Matt? Something more to say before he left? Hmmm. Max wouldn’t ring, and Matt usually knocked, so maybe Electra, the landlady… .

Optimistic, as usual, she swung the door wide open, and found a figure as high, wide, and unwelcome as she could remember filling the doorway.

“Lieutenant.”

“Miss Barr. May I come in?”

“You have a warrant?”

“You have nothing to fear. This is a personal consultation.”

Temple stepped aside to admit a woman who was almost a foot taller than she into her humble domain.

Thank goodness Temple had resident “muscle” on the premises.

Molina stopped cold in the archway to the living room. “Him.”

“Louie lives here,” Temple said. “No doubt he’s thinking ‘her’ at this very moment.”

“Actually, I like cats.” Molina crossed the invisible barrier between entry and living area to loom over Louie. “What a handsome fellow.”

Louie was buying none of it. He fanned his long, curved nails and licked dismissively between his spread toes.

“What can I do for you?” Temple asked, making small talk.

Molina’s laser-blue eyes fixed on her insincere face. “A great deal. Can we talk where you have seating units not claimed by alley cats?”

“My office?”

“Better than mine.”

So Temple led her into the spare bedroom-cumoffice, wondering madly what this was about. She heard Louie thump assertively down to the floor as he followed them.

Temple indicated the casual wicker chair opposite her computer desk and sank into the comfortable sling mesh of her teal Aereon size A chair.

Louie leaped up on the computer desk and sat there like a silent partner, switching his long black tail over the side. “I didn’t expect a familiar,” Molina said.

“Think of Louie as Paul Drake, and of me as Perry Mason.”

“Not possible.” Molina’s lips suddenly quirked. “What?”

“I could buy Nora Charles and Asta.”

“Oh. I could do The Thin Man! I do so love vintage clothes and vintage quips.”

Louie growled.

“Louie, however,” Temple added airily, “does not do dogs.”

Molina spread her hands, dismissing the parallels. “Perhaps Bucky Beaver, then. I need to hire your services.”
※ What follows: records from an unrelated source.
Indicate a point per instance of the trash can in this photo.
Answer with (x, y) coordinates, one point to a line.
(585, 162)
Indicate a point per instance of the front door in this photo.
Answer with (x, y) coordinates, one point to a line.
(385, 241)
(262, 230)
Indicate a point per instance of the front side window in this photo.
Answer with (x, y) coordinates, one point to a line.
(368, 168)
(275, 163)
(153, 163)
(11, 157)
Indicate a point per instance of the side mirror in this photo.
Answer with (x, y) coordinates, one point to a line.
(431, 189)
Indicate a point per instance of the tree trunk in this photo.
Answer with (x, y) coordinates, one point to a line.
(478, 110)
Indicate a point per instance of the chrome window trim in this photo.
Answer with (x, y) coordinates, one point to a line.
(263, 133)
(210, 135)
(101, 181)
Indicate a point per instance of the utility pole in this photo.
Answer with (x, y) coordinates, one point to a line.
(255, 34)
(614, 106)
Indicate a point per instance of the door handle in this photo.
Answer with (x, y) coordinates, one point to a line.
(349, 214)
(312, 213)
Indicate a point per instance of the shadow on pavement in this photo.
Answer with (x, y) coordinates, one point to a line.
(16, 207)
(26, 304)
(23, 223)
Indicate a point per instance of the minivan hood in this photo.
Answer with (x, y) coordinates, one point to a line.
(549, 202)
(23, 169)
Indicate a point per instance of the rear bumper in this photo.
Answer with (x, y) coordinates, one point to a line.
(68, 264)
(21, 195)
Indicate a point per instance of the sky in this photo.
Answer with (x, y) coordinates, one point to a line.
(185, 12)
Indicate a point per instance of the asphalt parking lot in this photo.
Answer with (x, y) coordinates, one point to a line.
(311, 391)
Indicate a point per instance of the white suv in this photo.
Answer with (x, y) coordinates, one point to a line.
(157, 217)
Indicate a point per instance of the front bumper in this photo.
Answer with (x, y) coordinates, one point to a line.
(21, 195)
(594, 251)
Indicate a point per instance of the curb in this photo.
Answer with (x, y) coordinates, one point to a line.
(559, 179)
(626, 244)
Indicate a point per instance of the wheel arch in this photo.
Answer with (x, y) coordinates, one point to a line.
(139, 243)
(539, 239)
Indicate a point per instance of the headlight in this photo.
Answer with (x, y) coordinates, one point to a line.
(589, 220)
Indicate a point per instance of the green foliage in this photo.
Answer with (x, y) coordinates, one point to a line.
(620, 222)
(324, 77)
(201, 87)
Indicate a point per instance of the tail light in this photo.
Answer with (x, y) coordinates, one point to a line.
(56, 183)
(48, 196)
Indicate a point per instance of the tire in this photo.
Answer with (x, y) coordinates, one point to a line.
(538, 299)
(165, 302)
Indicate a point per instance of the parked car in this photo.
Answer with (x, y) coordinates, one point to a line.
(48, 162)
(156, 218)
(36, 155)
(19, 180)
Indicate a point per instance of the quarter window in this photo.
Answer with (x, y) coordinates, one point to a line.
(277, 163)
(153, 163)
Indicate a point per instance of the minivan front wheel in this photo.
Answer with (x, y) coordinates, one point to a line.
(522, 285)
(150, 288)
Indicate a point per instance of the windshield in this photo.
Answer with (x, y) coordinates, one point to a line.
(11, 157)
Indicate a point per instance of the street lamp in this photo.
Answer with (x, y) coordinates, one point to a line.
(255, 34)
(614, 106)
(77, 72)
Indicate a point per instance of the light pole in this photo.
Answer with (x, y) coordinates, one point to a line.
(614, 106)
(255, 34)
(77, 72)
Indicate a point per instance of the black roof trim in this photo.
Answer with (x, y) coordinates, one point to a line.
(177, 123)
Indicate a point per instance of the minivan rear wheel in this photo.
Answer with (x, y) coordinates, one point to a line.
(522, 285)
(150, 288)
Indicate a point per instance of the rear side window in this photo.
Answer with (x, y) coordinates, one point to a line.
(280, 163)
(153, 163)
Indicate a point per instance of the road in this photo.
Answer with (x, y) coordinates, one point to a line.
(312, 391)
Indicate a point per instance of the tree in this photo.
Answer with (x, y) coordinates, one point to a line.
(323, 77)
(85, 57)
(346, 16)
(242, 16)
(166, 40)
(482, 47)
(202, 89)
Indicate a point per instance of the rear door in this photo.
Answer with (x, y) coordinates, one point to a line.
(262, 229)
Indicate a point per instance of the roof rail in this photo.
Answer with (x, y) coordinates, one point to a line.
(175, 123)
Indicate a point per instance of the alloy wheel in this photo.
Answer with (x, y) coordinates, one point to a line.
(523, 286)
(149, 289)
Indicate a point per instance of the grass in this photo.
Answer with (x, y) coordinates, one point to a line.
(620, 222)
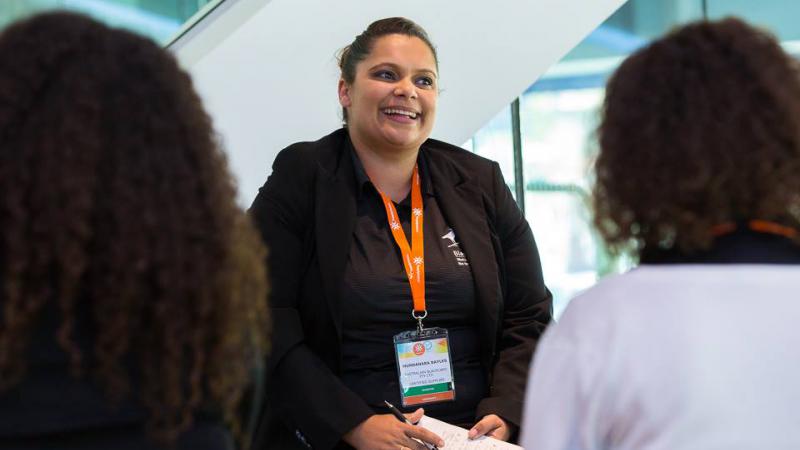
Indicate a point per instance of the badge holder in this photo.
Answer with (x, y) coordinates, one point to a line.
(424, 366)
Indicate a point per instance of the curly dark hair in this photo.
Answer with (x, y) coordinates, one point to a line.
(116, 201)
(698, 129)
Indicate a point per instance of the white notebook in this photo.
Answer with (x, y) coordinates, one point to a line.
(455, 438)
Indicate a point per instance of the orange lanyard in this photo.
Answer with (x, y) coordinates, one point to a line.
(759, 226)
(414, 256)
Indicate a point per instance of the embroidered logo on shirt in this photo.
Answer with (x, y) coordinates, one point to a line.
(461, 258)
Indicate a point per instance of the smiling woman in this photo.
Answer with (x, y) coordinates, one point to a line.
(355, 272)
“A PR person could do a lot for your department.”

“For me.”

“For you?”

“And not PR.”

“What for then?”

“You’ve shown some … zany aptitude for undercover work.”

“Me?”

“Tess the Thong Girl ring a bell?”

“Well, that was just—”

“I know. You were just Little Red Riding Hood with a basketful of thongs trying to save the Big Bad Wolf from the Evil Huntsman.”
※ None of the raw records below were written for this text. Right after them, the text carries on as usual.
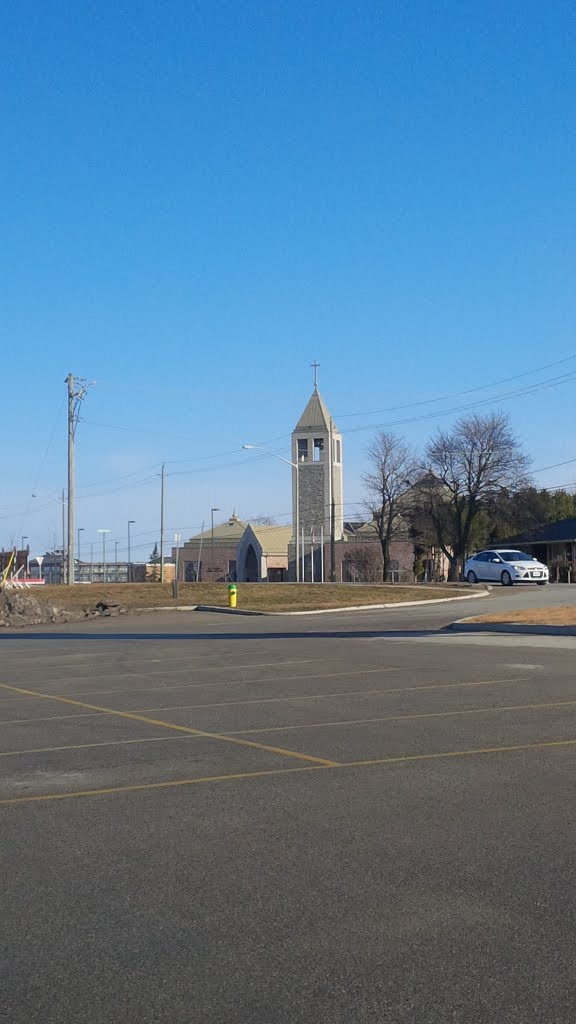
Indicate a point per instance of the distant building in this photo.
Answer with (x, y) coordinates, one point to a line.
(211, 557)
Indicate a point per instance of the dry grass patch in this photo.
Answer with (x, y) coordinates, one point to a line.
(565, 615)
(259, 597)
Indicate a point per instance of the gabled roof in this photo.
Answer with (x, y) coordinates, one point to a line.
(316, 415)
(227, 532)
(273, 540)
(552, 532)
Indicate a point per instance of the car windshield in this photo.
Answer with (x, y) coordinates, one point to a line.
(516, 556)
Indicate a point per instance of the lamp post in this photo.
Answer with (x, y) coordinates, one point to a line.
(131, 522)
(212, 543)
(104, 532)
(79, 530)
(294, 466)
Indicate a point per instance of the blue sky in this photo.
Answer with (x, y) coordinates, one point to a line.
(198, 199)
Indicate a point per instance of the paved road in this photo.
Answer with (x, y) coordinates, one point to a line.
(317, 820)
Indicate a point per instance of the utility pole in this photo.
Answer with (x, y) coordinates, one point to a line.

“Max isn’t a Big Bad Wolf! Although you’re an excellent candidate for the Evil Huntsman. You probably went after Snow White for the Evil Queen too.”

“Let’s set personal issues aside, Miss Barr.”

Temple saw those laser eyes shift, eyeing the room and conceding to Temple’s domain for the first time. “You really do want to hire me?”

“Yes.”

“For what?”

“I want you to enter the Teen Queen reality TV show competition.”

“What!” Temple leaped up from her chair. “I’m too old!”

“That leap says not. The upper age limit is nineteen. You can pass.”

“But—”

“You can pass. You think I don’t know who can go undercover and how well? You’re a shoo-in.““Get Su! She’s small for her age.”

“I would, but she’s a homicide detective. She’s not used to undercover. I’ve decided, abhorrent as the conclusion is, that only you … will do … for this job.”

“Abhorrent to you or to me?”

“To us both. Equally. It’s a Mexican standoff, Miss Barr. That should make it easier for you. You win, I lose. I lose, you win.”